Composite quantum systems: Kronecker and Hadamard/Schur products

[Dr_Nate]

TL;DR

Can I use the Hadamard product between the spatial and spin kets?

In QM textbooks, authors will often jam two kets next to each other and say nothing about the binary operation between them. Other times, it may be called a tensor product, Kronecker product, direct product, or, in Griffith's case, a simple product. I ask the following question in this forum because I am looking for math experts who hopefully are aware of quantum mechanics.

I would like to expand the kets in the following equation to show unambiguously the binary operations between the spatial and spin states:
|Ψ⟩=|A↑,B↓⟩−|B↓,A↑⟩.

Let's concentrate on this term: |A↑,B↓⟩. I think many would say that it would be expanded like this:
(|A⟩⊗|↑⟩)⊗(|B⟩⊗|↓⟩),
where the parentheses are necessary.

Now, isn't the binary operation inside the parentheses slightly different from the central binary operation that links the two sets of parentheses? I believe we can call the central binary operation the Kronecker product and we know it is non-commutative. However, the binary operation inside the parentheses is commutative; after all, who cares if we put the spin to the left of the spatial state?

Could we then use the Hadamard/Schur product because it is commutative?
(|A⟩⊙|↑⟩)⊗(|B⟩⊙|↓⟩)

 

[jambaugh]

The tensor product inside the parentheses are also non-commuting. When two spaces are distinct it is a choice of convention which factor we decide will go on the left and which on the right in applications.

I believe that the seeming commutativity your are referencing is merely one playing ambiguous with that choice. Specifically we can "sort" the factors for convenience with an implicit isomorphism map (applied to all relevant operators as well as the representation vectors) e.g. writing the two spinor factors together.

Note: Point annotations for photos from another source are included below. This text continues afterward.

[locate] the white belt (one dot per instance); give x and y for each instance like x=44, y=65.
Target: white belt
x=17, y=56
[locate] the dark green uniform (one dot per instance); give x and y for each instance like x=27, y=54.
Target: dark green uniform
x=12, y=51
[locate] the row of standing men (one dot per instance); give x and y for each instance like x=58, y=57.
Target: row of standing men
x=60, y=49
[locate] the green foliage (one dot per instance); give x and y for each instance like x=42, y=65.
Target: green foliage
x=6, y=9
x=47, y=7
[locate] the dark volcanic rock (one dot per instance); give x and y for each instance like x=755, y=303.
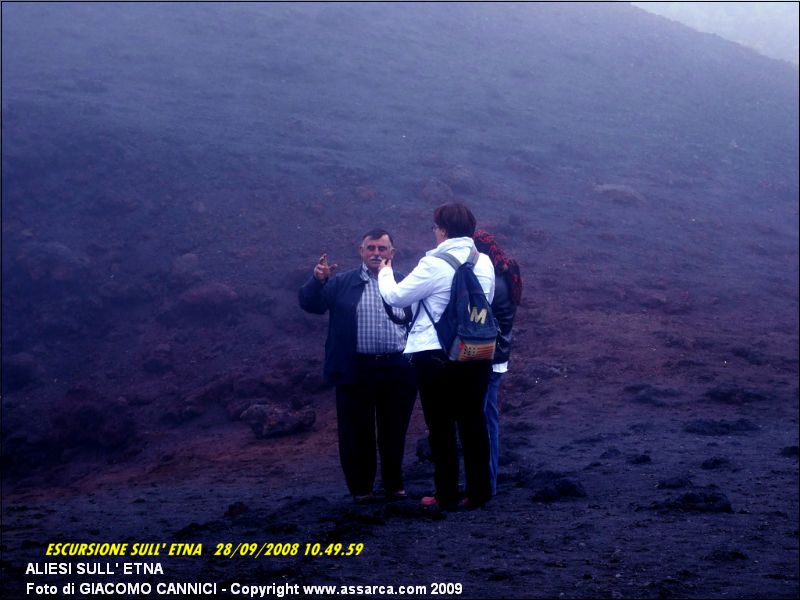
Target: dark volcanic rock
x=53, y=262
x=716, y=462
x=272, y=421
x=549, y=486
x=654, y=396
x=729, y=394
x=789, y=452
x=423, y=449
x=20, y=370
x=674, y=483
x=209, y=297
x=726, y=555
x=85, y=418
x=640, y=459
x=751, y=355
x=696, y=501
x=159, y=360
x=714, y=427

This is clearer in component form with index notation as it is the order of the indices on the product form that matters, not the order of the factors.
(u\otimes v)^k = u^i v^j {[\otimes]_{ij}}^k

 

[Peter Morgan]

The Hadamard/Schur product is a component-by-component product of matrices, $M_{ij}=A_{ij}B_{ij}$ whereas you seem to be using it as a product of vectors (specifically kets, $|A\rangle$, et cetera)?
As a component-by-component product, the Hadamard/Schur product is basis dependent, so it is not likely to be useful unless the mathematical context is very sure about an appropriate basis (that does happen in my work because the Hadamard/Schur product preserves positive-definiteness, but that's in a very different context than your question gives.)